The big story from the day's Premier League action today was that Newcastle United manager Alan Pardew had headbutted Hull City midfielder David Meyler during a disagreement on the touchline, and had therefore been sent to the stands by the referee.

Obviously, Pardew's actions are disgraceful - and inexcusable.  But the reaction to this incident has been quite bizarre...

BBC Sport pundit Robbie Savage has been wrong before.  These comments make very little sense, though.  Why should Newcastle's position in the League table, or the fact they've been knocked out of both domestic cup competitions, have any bearing on this matter?  I know the FA are renowned for the inconsistency of their punishments in such situations as these, but if they base their decision about how to deal with Pardew in this instance on Newcastle's form this season they will make a mockery of the entire thing.
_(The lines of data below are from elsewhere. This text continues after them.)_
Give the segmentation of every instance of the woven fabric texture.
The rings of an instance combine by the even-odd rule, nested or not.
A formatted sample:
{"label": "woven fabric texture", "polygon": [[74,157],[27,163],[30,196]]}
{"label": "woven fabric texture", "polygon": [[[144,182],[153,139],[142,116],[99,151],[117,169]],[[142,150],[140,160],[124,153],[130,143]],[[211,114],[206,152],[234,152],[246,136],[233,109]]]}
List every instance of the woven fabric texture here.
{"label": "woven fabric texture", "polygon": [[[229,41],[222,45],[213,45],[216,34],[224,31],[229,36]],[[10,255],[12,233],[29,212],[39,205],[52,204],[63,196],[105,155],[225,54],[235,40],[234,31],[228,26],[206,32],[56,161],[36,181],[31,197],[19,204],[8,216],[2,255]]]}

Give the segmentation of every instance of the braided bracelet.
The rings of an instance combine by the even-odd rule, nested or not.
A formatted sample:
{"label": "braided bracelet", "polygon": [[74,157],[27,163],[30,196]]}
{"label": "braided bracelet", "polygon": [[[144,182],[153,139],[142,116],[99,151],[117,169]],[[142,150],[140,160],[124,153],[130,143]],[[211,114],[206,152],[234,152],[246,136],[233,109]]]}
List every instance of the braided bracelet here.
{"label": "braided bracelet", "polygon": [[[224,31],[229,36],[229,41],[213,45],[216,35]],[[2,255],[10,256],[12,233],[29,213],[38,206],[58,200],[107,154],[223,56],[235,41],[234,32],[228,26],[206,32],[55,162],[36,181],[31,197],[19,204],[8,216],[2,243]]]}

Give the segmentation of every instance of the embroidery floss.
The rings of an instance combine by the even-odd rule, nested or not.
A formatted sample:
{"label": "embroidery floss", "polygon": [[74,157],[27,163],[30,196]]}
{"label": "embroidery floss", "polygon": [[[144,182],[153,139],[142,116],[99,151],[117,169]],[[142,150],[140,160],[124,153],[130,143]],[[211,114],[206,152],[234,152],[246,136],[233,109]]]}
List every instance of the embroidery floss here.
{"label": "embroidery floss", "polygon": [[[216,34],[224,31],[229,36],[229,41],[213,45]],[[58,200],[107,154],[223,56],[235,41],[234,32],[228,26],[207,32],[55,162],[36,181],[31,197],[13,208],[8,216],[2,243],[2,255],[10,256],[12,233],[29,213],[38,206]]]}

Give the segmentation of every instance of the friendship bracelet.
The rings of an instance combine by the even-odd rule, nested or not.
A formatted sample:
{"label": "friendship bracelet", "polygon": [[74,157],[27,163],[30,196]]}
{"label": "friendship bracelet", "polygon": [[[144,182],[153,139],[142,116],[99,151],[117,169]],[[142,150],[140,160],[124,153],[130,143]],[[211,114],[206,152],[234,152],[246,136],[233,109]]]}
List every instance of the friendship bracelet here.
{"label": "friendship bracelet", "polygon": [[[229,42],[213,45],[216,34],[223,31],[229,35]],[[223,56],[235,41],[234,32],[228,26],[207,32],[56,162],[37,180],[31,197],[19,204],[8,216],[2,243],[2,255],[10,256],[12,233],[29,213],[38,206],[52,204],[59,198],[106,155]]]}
Various people have been calling for Pardew to be sacked by Newcastle United.  I think that's ridiculous.

Why should the club sack him because of this?  He will be given his punishment by the FA (and quite rightly so) - probably a fine, plus a ban of a certain number of matches - and of course, the club can't be seen to condone this sort of behaviour.  But to get rid of him entirely would be foolish, after he's done a very good job with the team he has this season.

When a player gets pulled up for bad conduct, he has to accept whatever punishment the FA hands him.  But he doesn't expect to be jettisoned by his club, as well.  Indeed, in the majority of recent cases the club has stood by the player involved (as in the case of Luis Suárez biting Bransislav Ivanović at the end of last season, or West Ham Captain Kevin Nolan's two Red Cards [so far] this season).

Pardew deserves a hefty fine, and he deserves a ban.  Anything more is hyperbole.  And to suggest that these cases should be judged circumstantially, rather than on their own merit (as Robbie Savage seems to) and therefore to accept - even encourage - inconsistency in FA judgements, is utterly ludicrous.